L’esercizio regolare e una dieta equilibrata possono rafforzare il tuo cuore, ma altre scelte di stile di vita, come il fumo, possono avere un effetto negativo sulla capacità del tuo cuore di eseguire durante l’esercizio fisico e il recupero. Il tuo peso e l’età influenzano anche la salute del tuo cuore: se sei un fumatore in sovrappeso che esercita solo occasionalmente, il tasso di recupero si estenderà oltre la goccia ottimale da 15 a 25 giri / min e si può sentire ventilato e tese per un lungo periodo di tempo . Al fine di garantire un tasso di recupero più ottimale, esercitare regolarmente e evitare i fattori che hanno un impatto negativo sul tuo cuore.

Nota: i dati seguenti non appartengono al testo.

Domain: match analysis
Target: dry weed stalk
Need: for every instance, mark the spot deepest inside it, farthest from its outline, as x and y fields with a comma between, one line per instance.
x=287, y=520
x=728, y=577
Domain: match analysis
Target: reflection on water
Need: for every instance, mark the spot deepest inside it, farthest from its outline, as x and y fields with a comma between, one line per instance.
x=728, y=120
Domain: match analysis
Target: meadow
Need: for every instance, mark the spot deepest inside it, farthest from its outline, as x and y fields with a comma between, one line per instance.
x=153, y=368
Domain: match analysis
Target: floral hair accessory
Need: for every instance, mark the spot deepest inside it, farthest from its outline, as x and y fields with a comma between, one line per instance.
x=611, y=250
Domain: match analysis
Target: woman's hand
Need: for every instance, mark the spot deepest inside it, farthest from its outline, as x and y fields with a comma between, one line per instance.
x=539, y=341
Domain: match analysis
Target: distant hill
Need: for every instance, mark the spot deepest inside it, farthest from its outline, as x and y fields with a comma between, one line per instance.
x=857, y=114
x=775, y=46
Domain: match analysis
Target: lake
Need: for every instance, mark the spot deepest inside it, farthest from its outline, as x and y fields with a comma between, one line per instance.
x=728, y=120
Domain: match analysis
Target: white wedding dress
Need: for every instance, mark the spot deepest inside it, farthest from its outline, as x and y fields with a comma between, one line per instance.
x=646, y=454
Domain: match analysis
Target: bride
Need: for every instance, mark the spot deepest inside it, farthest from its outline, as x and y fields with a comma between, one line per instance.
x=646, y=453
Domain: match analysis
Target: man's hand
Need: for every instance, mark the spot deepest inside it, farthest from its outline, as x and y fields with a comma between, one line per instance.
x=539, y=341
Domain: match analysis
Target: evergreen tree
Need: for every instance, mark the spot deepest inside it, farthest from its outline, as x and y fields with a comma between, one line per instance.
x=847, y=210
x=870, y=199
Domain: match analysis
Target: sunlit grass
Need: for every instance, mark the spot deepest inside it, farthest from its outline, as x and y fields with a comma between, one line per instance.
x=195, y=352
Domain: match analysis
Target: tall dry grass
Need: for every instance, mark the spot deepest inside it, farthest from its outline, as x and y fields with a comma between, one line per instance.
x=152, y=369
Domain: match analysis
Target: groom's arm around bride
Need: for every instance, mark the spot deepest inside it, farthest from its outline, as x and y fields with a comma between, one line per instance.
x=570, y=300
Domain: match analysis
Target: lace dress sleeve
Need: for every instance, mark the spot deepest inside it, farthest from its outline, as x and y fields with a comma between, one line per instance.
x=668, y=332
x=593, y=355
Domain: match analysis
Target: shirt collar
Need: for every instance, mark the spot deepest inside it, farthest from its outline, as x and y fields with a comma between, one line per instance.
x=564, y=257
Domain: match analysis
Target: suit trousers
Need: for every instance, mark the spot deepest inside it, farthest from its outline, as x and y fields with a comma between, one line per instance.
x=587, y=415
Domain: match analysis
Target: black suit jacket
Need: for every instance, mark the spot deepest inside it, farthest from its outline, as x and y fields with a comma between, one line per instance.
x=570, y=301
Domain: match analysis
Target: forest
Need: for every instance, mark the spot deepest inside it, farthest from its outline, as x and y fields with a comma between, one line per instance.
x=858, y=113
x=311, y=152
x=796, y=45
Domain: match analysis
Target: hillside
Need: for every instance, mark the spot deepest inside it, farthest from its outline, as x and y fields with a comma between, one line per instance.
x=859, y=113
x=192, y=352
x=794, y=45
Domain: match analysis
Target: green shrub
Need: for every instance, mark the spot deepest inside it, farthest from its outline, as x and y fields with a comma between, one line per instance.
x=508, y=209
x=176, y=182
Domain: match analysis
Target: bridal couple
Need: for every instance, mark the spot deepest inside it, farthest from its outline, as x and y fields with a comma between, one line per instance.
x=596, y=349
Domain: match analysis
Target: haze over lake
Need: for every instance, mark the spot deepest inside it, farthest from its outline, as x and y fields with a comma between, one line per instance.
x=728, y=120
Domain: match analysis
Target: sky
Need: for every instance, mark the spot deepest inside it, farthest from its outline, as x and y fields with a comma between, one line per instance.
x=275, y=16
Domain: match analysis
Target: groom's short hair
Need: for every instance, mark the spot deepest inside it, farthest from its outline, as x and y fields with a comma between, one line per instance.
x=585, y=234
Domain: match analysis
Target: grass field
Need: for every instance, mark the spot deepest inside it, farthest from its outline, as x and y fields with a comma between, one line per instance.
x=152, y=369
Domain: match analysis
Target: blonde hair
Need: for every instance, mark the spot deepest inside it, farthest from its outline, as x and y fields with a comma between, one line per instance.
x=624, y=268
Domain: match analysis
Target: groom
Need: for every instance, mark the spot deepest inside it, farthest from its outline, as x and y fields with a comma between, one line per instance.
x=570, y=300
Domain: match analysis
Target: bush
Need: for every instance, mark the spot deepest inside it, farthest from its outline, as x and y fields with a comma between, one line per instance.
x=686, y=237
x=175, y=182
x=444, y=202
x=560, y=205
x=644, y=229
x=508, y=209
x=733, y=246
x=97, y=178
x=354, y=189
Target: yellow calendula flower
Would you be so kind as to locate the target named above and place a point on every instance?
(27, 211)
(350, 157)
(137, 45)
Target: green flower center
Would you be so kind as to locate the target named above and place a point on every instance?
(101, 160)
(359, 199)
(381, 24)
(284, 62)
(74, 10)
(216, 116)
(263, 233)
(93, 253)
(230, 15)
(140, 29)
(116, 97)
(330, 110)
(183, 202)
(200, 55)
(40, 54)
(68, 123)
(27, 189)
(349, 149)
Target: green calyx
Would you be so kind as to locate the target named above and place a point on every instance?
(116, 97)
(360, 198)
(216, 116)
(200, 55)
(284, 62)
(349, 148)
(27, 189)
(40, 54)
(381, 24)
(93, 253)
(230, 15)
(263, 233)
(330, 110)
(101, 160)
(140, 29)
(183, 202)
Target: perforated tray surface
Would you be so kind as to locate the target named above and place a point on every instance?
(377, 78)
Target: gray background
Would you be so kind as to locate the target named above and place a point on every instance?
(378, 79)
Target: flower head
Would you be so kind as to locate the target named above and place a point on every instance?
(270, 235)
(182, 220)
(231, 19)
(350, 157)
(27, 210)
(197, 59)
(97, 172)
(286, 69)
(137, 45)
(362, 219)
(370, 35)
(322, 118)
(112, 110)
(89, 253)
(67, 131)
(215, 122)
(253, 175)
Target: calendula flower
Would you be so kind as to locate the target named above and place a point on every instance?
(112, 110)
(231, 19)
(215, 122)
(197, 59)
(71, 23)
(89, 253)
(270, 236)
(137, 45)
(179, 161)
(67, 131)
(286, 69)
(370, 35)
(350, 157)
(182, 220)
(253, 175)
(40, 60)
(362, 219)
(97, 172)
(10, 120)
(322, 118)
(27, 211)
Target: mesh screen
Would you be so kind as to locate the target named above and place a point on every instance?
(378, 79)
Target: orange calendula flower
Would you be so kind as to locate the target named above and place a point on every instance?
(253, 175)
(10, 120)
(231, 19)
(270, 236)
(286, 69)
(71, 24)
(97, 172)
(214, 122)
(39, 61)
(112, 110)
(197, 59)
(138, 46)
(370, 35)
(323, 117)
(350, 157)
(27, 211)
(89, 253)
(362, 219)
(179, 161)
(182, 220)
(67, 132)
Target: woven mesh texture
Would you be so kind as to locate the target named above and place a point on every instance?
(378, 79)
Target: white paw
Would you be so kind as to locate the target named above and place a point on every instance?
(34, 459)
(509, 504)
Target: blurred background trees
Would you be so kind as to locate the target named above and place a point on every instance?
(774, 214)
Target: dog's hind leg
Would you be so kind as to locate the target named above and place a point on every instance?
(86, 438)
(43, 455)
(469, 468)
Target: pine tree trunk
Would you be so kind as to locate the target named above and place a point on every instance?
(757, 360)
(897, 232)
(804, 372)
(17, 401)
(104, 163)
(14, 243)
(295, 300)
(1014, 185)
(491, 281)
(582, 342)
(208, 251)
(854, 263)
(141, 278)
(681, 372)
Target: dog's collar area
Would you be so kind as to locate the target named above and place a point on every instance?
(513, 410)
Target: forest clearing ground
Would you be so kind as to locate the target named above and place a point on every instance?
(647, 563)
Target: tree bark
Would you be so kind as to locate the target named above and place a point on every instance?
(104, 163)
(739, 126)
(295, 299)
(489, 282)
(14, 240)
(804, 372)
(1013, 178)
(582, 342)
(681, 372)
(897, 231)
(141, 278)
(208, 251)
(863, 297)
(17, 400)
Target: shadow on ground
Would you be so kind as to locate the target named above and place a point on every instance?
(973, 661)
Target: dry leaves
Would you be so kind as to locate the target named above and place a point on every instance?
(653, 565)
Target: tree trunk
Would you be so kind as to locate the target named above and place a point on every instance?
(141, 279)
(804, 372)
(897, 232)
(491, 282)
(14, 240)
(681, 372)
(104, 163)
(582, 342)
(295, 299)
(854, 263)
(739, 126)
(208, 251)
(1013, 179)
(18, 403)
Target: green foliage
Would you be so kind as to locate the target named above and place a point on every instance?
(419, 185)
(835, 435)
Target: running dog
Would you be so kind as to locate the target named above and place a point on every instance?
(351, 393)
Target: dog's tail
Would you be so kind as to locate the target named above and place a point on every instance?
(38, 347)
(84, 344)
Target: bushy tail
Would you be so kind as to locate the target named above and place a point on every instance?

I muscoli anche necessari per recuperare dopo l’esercizio fisico. Il periodo immediatamente dopo l’esercizio fisico, quando gli arti si sentono pesanti o deboli, è il momento in cui i muscoli scheletrici iniziano a recuperare. La durata di questo periodo di recupero varia notevolmente da una persona all’altra, ma è possibile intraprendere misure per accelerare il periodo di recupero muscolare. È possibile migliorare il tuo recupero stimolando la sintesi delle proteine ​​muscolari, assicurando il carburante corretto per i muscoli e mantenendo il sangue Glucosio durante e subito dopo l’esercizio fisico. Ogni giorno, assicurati che la vostra dieta includa 1,4 a 2 grammi di proteine ​​per killogram del tuo peso corporeo. Ad esempio, se pesate 175 libbre – circa 79 killogrammi – dovresti consumare tra 111 e 159 grammi al giorno. La tua proteina totale dovrebbe costituire circa il 30 per cento delle vostre calorie ad ogni pasto. Immediatamente dopo l’esercizio fisico, bevi una scossa di proteine ​​o mangi una carne magra e ricca di proteine ​​come il tacchino. Se stai esercitando faticosamente per più di un’ora, bevi liquidi ricchi di carboidrati come bevande sportive per staccare la tua sete durante l’esercizio fisico e recupero. Altrimenti, basta l’acqua. I tuoi muscoli scheletrici dipendono dalla proteina e dall’ammina leucina per accelerare il loro recupero in questo momento. Consumare le proteine ​​immediatamente dopo l’esercizio dà loro la spinta necessaria per recuperare rapidamente.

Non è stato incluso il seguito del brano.